Ao terceiro disco, a canadiana Feist chegou à primeira divisão e marcou o seu território: música acessível para pessoas inteligentes e sensíveis
Leslie Feist é uma daquelas indie darlings que vai aparecendo e desaparecendo, seja através do seu trabalho a solo ou em projectos quase comunitários, como os também canadianos Broken Social Scene. Na verdade, acaba por ser um tesouro nacional do indie desse país, ainda que a sua carreira de toca e foge com o grande público tenha impedido o reconhecimento que, aqui e ali, mostrou merecer.
A maior prova é The Reminder, de 2007, o seu terceiro disco a solo, num percurso que, de alguma forma, foi subindo até atingir aí o seu pico. De uma artista relativamente osbcura da cena de Toronto (onde chegou a colaborar com Peaches) até aos grandes palcos mundiais levou alguns anos, mas parecia ter vindo do nada. De repente, Feist estava em todo o lado. Melhor ainda: muita gente conhecia as músicas deste álbum; e as pessoas fixes conheciam quem ela era.
Como sempre, tudo se resume às canções, com um ligeiro contributo do timing. Este era perfeito, aquelas atingiram em 2007 o equilíbrio que é a grande força da canadiana: consegue fazer música pop acessível mas de qualidade, sempre com algo que agrada a várias sub-tribos e sensibilidades, mas mantendo uma voz muito própria.
The Reminder foi levado ao colo por alguns singles fortíssimos que continuam a estar entre as suas músicas mais conhecidas. Mesmo quem não sabe quem é a autora, já ouviu “1234”, “I feel it all” ou “My moon my man”. Estes e outros temas acabaram por invadir as coffee-shops trendy de todo o mundo e atrair empresas, que os transformaram em banda-sonora de anúncios. “1234”, por exemplo, explodiu quando foi escolhido pela Apple para uma gigantesca campanha de promoção seu (então) revolucionário iPod Nano. A música de Feist, sobretudo a deste disco mas não só, estava mesmo a pedi-las. É agradável e acessível mas não é fácil nem descartável, tendo sempre elementos de grande elegância e sofisticação, mesmo quando são – o que acontece muito – subtis.

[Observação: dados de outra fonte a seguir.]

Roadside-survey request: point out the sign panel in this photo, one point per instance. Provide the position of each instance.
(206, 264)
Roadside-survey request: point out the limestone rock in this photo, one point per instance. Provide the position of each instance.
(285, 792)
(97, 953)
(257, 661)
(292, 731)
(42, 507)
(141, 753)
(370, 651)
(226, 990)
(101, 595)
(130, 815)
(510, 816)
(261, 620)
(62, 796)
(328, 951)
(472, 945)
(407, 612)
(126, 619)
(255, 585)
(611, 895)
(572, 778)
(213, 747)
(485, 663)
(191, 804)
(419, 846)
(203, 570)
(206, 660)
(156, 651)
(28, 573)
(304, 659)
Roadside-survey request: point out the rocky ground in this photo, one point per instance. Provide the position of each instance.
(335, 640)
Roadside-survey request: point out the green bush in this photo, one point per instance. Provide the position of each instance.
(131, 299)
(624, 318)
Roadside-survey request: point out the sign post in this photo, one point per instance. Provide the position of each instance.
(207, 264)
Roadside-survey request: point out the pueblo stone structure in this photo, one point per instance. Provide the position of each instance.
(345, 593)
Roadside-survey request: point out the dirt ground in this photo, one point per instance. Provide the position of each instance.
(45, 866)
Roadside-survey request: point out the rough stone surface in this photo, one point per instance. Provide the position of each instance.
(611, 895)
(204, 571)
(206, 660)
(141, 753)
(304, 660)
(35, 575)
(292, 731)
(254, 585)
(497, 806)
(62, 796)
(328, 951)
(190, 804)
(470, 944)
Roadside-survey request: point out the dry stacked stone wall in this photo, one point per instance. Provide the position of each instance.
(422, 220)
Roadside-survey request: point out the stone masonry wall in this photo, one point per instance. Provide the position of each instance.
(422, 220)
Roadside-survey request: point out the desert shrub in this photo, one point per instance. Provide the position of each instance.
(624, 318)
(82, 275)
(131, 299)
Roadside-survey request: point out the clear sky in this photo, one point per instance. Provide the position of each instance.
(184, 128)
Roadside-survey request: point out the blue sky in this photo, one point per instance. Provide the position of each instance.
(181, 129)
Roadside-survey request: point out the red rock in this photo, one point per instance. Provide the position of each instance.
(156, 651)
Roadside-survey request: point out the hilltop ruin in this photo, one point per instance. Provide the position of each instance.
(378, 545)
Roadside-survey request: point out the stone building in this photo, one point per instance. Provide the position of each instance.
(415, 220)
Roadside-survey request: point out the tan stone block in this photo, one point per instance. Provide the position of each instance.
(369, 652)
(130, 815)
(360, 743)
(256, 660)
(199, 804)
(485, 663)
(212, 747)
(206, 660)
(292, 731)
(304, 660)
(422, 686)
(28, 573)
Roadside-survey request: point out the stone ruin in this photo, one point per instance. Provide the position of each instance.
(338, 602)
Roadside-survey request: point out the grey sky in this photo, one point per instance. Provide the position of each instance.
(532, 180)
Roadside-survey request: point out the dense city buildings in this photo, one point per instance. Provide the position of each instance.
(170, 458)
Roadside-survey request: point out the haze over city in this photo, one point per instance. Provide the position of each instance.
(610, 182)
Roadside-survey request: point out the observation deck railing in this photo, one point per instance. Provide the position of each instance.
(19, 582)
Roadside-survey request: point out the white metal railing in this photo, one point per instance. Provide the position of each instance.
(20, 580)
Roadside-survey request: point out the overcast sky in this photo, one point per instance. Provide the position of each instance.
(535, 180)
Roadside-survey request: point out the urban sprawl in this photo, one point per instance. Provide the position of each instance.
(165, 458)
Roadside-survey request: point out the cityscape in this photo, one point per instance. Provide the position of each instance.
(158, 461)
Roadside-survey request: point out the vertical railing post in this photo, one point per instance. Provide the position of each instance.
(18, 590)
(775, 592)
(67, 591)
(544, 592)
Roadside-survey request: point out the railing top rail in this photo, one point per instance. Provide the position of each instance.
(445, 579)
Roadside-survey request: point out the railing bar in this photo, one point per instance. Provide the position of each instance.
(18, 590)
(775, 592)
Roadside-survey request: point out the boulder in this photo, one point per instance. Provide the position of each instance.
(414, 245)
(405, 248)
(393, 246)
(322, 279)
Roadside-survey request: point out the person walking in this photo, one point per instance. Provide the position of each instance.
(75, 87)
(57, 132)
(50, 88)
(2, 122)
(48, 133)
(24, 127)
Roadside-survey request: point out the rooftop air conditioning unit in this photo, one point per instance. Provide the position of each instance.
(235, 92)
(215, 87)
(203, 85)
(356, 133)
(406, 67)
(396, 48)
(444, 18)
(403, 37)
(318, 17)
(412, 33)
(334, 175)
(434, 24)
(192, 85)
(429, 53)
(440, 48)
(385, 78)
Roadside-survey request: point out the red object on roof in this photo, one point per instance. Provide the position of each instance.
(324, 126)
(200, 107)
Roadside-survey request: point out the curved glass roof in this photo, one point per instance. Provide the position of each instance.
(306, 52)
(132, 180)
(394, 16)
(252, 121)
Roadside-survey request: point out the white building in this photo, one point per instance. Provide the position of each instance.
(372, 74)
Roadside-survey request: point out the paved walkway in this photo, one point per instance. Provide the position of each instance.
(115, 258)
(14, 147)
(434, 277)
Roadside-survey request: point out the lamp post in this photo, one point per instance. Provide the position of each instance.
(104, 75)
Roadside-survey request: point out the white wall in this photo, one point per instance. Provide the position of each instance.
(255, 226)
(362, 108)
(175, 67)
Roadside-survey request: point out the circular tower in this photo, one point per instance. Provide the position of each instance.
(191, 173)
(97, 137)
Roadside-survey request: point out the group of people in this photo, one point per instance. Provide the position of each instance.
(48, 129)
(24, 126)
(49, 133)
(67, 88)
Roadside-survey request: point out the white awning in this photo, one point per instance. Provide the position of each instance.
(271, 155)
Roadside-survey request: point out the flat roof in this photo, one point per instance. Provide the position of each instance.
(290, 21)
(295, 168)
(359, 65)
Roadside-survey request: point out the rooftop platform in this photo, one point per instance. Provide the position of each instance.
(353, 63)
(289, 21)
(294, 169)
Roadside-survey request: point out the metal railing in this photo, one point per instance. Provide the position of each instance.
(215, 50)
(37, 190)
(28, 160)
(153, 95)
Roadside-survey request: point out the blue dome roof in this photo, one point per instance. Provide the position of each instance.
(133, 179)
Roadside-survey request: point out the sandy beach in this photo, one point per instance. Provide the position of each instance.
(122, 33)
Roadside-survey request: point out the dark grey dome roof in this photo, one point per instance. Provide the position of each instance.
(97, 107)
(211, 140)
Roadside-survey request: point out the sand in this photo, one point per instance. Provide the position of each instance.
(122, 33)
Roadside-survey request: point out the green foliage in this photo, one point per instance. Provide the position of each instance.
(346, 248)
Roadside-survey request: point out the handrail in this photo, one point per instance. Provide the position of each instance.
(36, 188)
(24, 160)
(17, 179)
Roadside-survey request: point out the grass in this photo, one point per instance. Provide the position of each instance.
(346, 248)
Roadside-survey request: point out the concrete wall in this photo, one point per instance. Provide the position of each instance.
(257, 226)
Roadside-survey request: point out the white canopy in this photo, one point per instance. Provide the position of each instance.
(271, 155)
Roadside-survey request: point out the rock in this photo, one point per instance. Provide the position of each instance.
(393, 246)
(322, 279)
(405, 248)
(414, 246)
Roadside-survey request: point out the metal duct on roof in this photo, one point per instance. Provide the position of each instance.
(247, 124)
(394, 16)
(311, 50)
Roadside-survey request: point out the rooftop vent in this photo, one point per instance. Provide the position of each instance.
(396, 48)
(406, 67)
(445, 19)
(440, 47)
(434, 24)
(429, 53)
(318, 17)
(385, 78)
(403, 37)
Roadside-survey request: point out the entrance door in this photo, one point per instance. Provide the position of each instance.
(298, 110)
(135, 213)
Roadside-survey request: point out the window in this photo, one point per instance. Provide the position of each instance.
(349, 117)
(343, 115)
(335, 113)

É claro que há, neste disco, muitos outros pontos de interesse, para além desses singles. O arranque lindíssimo e acústico dá-se com “So sorry”, ou a bucólica “The Park”, com a beleza e o abandono que comunga com Cat Power um certo pedigree indie que é delicioso. Ou a lenta sofisticação nocturna de “The Water”, marcada por teclados subtis e aquela voz que tanto é límpida como nos traz o arranhão de alguém que está vivo.
“Past in Present”, por seu lado, é o mais próximo que o disco está de um indie rock, lembrando aqui e ali os compatriotas Arcade Fire, com menos pompa e mais discrição. The Reminder é ainda a casa da lindíssima “Limit to your love”, escrita em parceria com Chilly Gonzales, e que viria anos mais tarde a conhecer uma também excelente versão por parte de James Blake. “Brandy Alexander” é outra faixa curiosa, casando uma certa estranheza inicial (cortesia dos arranjos, sempre subtis mas sempre originais) com uma lindíssima melodia clássica. Já “Honey Honey” podia fazer parte da banda sonora de um filme de Spike Jonze, enquanto o fecho, com “How my heart behaves” lembra as arpas de Bjork ao serviço de um dueto tocante.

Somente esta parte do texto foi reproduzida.